基于压电的V形悬臂梁生物医学能量采集器的设计

本文展示了一种V形悬臂梁作为微型能量采集器（EH）的设计，该采集器以压电（PZT）为其能源，用于生物医学应用。基于PZT源的材料具有将机械能转换为电能的能力。低功率生物医学设备大多使用电能（即电池）进行操作。但由于生物医学应用的大量使用，电池被视为生物危害。为了克服这种有毒的生物危害，所提出的基于PZT的微型EH V形悬臂梁可以解决这些局限性。为了进行实验工作，考虑了悬臂梁的设计参数——长度、宽度和厚度，并使用COMSOL Multiphysics进行了模拟，得到了156.19的谐振频率 Hz，这比以前的研究工作要低。观察到使用PZT材料可以将获得的较低谐振频率转换为AC电压（mV）。为了将输出交流电压（mV）转换为直流电压，将在LTSPICE软件中设计一个超低功率（ULP）EH电路。最后，V形悬臂梁和ULP EH电路的集成将在PCB硬件中实现，以产生输出功率（10 µW），将存储在生物医学设备起搏器的超级电容器中。

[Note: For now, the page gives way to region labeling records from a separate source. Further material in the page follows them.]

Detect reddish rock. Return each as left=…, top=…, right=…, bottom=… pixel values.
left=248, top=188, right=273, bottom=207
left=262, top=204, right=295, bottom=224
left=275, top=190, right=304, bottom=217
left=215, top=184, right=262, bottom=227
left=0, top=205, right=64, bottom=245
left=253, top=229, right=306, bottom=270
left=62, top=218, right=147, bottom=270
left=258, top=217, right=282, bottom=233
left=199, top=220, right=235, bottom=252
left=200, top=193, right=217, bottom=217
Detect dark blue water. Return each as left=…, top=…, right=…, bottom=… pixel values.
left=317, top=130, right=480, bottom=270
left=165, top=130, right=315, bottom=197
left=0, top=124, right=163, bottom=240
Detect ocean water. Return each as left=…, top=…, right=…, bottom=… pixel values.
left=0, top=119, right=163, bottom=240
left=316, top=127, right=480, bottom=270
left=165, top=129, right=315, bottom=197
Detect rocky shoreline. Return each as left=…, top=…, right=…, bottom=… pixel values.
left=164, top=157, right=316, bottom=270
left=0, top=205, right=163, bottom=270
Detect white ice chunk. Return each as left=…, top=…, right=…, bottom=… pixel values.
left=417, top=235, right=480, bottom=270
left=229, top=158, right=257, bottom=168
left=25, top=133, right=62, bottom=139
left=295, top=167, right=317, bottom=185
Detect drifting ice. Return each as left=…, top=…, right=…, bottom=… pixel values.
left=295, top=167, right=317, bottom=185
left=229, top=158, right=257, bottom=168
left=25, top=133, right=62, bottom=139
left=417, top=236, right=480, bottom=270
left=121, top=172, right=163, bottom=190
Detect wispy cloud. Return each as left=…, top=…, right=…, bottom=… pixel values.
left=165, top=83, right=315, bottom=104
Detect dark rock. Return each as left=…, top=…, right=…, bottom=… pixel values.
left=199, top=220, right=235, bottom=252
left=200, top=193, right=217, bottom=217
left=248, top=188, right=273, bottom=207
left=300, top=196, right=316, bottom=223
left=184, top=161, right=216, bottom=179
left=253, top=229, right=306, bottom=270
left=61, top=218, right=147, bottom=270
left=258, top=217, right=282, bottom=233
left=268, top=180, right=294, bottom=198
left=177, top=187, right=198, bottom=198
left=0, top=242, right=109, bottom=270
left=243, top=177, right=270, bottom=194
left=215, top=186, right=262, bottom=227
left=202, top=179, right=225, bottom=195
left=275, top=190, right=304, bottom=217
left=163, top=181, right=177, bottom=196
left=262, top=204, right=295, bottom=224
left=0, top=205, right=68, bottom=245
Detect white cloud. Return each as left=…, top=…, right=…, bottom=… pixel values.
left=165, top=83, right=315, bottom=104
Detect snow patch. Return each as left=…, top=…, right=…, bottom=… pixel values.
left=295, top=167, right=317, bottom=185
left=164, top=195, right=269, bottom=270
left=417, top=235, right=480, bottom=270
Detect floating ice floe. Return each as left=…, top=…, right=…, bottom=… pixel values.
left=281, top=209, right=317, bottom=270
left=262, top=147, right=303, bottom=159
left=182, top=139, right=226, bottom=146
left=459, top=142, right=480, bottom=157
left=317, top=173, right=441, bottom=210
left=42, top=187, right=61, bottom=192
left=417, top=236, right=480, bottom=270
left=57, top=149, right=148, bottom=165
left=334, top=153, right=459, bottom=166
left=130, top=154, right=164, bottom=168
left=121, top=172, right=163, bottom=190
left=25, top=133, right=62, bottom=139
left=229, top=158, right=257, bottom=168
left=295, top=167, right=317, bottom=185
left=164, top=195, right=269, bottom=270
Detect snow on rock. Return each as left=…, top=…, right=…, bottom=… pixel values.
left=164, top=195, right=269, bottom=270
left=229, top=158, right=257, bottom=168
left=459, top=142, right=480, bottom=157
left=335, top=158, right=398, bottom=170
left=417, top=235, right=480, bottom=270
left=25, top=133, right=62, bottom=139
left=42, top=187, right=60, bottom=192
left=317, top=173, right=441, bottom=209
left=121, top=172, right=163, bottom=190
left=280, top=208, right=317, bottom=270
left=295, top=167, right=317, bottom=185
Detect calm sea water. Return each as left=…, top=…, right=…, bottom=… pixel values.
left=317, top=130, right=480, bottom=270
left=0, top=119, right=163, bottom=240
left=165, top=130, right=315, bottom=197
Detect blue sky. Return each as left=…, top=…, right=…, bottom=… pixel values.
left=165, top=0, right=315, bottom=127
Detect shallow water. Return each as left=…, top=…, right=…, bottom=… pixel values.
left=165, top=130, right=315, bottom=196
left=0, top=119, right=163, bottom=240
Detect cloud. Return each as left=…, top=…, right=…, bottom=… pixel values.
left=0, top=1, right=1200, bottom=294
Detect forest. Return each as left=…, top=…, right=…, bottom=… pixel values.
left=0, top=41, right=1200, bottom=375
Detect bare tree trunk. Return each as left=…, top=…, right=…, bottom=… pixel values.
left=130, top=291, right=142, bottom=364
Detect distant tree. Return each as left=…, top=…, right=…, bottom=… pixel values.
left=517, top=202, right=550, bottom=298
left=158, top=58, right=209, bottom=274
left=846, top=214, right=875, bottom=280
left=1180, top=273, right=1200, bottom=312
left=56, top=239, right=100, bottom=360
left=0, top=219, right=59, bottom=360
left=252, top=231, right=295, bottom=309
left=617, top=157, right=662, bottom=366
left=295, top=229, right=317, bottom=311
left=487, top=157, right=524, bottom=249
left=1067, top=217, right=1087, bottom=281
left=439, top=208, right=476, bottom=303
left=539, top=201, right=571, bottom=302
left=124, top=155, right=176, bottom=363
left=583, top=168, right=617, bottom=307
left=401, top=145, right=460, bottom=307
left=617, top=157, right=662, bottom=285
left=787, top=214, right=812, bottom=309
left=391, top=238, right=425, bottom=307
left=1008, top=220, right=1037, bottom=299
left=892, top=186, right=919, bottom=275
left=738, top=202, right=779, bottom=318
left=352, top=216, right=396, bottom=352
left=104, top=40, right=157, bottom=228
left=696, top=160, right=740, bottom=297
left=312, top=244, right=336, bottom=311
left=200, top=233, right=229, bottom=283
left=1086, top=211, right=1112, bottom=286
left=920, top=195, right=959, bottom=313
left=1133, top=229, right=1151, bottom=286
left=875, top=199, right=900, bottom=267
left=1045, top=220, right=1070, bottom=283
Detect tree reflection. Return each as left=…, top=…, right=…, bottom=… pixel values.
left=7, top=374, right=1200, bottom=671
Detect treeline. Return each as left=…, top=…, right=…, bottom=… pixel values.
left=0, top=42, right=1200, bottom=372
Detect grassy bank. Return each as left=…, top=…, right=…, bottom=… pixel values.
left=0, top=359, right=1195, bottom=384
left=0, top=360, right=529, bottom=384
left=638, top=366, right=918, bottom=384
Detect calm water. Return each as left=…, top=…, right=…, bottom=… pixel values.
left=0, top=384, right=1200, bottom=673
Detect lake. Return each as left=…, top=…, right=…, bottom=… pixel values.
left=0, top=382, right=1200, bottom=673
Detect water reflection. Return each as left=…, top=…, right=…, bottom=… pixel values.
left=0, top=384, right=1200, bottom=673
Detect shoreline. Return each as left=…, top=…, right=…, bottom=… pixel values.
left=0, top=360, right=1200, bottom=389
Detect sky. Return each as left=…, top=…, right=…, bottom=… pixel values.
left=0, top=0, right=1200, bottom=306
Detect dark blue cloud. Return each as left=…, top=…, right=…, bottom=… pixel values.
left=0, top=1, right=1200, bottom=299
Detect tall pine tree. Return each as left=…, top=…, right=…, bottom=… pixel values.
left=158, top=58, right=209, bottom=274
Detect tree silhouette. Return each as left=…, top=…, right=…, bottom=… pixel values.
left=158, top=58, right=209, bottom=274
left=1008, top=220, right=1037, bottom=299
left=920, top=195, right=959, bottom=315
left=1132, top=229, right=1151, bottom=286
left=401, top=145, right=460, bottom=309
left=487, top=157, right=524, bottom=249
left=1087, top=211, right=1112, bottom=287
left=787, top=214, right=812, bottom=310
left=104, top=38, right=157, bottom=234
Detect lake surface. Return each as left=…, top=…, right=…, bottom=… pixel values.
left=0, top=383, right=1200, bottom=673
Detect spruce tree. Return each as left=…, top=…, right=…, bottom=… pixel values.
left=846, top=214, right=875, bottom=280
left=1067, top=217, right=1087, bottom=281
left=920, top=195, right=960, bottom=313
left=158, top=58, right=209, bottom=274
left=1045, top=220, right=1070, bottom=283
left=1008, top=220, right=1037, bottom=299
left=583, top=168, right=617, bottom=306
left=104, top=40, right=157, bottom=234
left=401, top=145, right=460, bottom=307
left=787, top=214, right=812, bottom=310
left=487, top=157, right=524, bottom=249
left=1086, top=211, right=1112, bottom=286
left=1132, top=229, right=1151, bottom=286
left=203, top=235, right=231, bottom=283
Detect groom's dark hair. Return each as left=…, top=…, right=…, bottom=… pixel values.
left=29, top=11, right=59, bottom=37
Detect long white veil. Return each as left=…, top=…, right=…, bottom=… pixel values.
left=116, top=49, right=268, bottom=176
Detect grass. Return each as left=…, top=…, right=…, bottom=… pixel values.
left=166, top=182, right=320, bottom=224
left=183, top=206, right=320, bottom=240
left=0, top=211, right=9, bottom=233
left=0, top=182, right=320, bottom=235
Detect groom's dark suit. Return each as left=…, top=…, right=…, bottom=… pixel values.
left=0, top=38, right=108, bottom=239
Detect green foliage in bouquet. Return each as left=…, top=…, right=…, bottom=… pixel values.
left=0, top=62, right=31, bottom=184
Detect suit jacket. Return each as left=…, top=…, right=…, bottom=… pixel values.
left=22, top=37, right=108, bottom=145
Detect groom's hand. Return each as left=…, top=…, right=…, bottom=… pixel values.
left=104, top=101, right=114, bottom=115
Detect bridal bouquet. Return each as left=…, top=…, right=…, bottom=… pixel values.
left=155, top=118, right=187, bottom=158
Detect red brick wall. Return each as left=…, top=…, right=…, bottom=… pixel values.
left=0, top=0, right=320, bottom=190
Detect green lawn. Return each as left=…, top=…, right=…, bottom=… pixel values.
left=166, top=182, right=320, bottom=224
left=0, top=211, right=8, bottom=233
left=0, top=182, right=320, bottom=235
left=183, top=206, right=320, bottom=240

本文章由计算机程序翻译，如有差异，请以英文原文为准。

求助全文

约1分钟内获得全文求助全文

来源期刊

International Review of Applied Sciences and Engineering Materials Science-Materials Science (miscellaneous)

CiteScore

2.30

自引率

0.00%

发文量

审稿时长

46 weeks

期刊介绍： International Review of Applied Sciences and Engineering is a peer reviewed journal. It offers a comprehensive range of articles on all aspects of engineering and applied sciences. It provides an international and interdisciplinary platform for the exchange of ideas between engineers, researchers and scholars within the academy and industry. It covers a wide range of application areas including architecture, building services and energetics, civil engineering, electrical engineering and mechatronics, environmental engineering, mechanical engineering, material sciences, applied informatics and management sciences. The aim of the Journal is to provide a location for reporting original research results having international focus with multidisciplinary content. The published papers provide solely new basic information for designers, scholars and developers working in the mentioned fields. The papers reflect the broad categories of interest in: optimisation, simulation, modelling, control techniques, monitoring, and development of new analysis methods, equipment and system conception.